1. Field of the Invention
The invention relates to a semiconductor composite device including a driven element such as a light-emitting thyristor and a driving circuit configured to drive the driven element, a method of manufacturing the semiconductor composite device, an optical print head including the semiconductor composite device, and an image forming apparatus such as an electrophotographic printer including the optical print head.
2. Description of Related Art
There has been known a conventional image forming apparatus such as an electrophotographic printer including an exposure device wherein plural light-emitting elements are arrayed. A light-emitting diode (hereinafter, referred to as a “LED”), an organic electroluminescence (hereinafter, referred to as an “organic EL”), a light-emitting thyristor, or the like is used as the light-emitting element.
In an art using a light-emitting thyristor, a driving circuit and the light-emitting thyristor(s) are provided in one-to-one or one-to-N (N<1). The light-emitting thyristor is controlled to be on or off, by switching on or off a driving current between the anode terminal (hereinafter, simply referred to as an anode) and the cathode terminal (hereinafter, simply referred to as a cathode) of the light-emitting thyristor. The emission energy (illumination intensity) of the light-emitting thyristor is determined by the value of the driving current. That is, the energy of light exposed from an exposure device having the light-emitting thyristors to a photosensitive drum is determined by the value of the driving current.

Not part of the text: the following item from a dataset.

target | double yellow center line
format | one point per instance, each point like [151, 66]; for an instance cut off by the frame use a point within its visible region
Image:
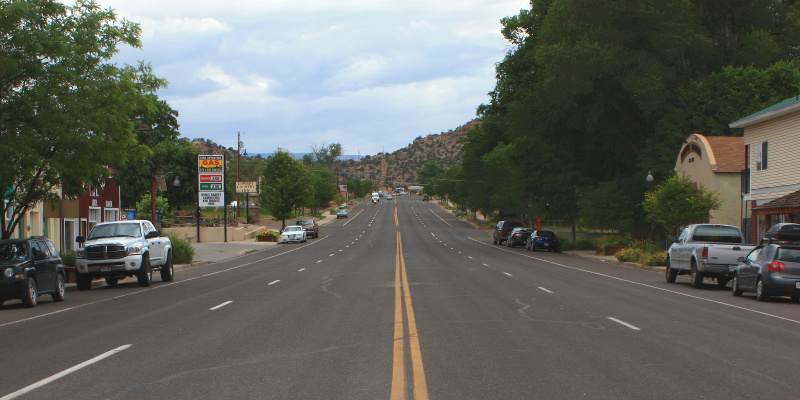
[402, 296]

Since the light-emitting thyristor is generally formed of a compound semiconductor, it is inevitable that the illumination intensity of the light-emitting thyristors varies due to crystal defects in the compound semiconductor. Accordingly, non-uniform print density may occur in an image forming apparatus using the light-emitting thyristors made of the compound semiconductors. To solve this problem, there has been known a related art wherein an illumination intensity correction is executed by separately controlling the value of a driving current for each of light-emitting thyristors.

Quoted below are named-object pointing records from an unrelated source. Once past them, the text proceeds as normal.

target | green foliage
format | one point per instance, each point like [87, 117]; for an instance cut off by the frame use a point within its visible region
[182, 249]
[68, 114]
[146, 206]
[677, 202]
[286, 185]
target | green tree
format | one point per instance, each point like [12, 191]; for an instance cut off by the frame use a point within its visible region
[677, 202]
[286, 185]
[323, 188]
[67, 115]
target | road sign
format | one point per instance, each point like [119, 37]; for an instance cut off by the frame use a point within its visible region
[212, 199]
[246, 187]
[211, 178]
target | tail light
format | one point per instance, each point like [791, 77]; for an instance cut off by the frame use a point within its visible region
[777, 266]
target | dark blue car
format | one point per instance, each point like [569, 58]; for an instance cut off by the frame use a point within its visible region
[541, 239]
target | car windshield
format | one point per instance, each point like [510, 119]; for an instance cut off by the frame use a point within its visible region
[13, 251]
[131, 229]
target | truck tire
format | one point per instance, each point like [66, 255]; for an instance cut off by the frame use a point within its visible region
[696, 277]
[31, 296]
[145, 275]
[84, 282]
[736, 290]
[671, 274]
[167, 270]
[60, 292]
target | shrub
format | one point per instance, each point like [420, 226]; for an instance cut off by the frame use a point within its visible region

Japanese Patent Application Laid-Open No. 2007-81081 discloses a manufacturing method of a semiconductor composite device. In the manufacturing method, an epitaxial film (hereinafter, referred to as an “epi film”) is used. The epi film is formed by providing an epitaxial layer on a GaAs base member, forming a light-emitting thyristor within the epitaxial layer, and delaminating the epitaxial layer from the GaAs wafer base member to obtain a film as the epi film. The epi film is attached on a silicon wafer in which a driving circuit is formed. Then, the light-emitting thyristor and the driving circuit are electrically connected to each other with thin film wires. With this process, a semiconductor composite device in which the light-emitting thyristor and the driving circuit are integrated is obtained.
However, the conventional semiconductor composite device and the manufacturing method have the following problems (a) and (b).

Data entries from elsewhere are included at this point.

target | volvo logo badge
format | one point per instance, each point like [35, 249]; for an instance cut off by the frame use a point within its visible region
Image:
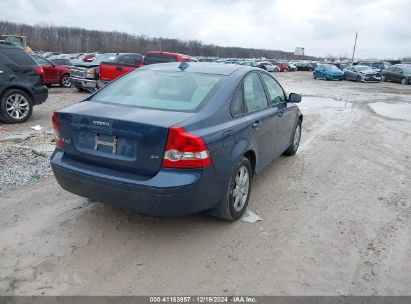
[101, 123]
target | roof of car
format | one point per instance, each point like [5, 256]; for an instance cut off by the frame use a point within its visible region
[7, 45]
[199, 67]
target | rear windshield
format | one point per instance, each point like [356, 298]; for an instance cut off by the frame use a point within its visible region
[19, 57]
[158, 58]
[162, 90]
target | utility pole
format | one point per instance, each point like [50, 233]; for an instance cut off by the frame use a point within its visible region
[353, 51]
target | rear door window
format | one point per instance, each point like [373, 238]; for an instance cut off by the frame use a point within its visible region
[254, 95]
[19, 57]
[275, 92]
[41, 60]
[237, 105]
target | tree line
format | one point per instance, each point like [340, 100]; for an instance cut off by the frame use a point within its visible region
[43, 37]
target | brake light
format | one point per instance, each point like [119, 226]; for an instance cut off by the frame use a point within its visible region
[39, 70]
[59, 142]
[184, 150]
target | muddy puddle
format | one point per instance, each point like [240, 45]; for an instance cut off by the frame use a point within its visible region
[309, 102]
[396, 111]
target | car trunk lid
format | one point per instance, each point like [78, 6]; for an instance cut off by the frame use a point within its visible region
[116, 137]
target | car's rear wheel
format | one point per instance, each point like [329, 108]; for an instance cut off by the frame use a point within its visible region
[65, 81]
[15, 106]
[292, 149]
[237, 195]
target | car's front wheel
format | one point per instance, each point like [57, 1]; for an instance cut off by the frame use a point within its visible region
[15, 106]
[292, 149]
[238, 191]
[65, 81]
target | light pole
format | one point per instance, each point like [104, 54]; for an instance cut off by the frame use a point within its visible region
[353, 51]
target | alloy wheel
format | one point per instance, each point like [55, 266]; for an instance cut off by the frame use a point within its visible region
[17, 106]
[241, 188]
[297, 137]
[66, 82]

(a) The semiconductor composite device is manufactured by: forming first metal wires by a photo-lithography method to electrically connect circuit elements of the driving circuit which were previously formed in the silicon wafer; attaching the epi film having therein the light-emitting thyristors onto the silicon wafer; and then forming second metal wires to electrically connect output terminals of the driving circuit to gates of the light-emitting thyristors. Accordingly, the two metal wire wiring steps are needed to manufacture the semiconductor composite device, and this increases the manufacturing cost.
(b) Since the first metal wires for the driving circuit are thin films mainly made of aluminum, which does not have high heat-resistance, it is difficult to execute a high-temperature process such as an impurity diffusion process after the epi-file is attached on the wafer.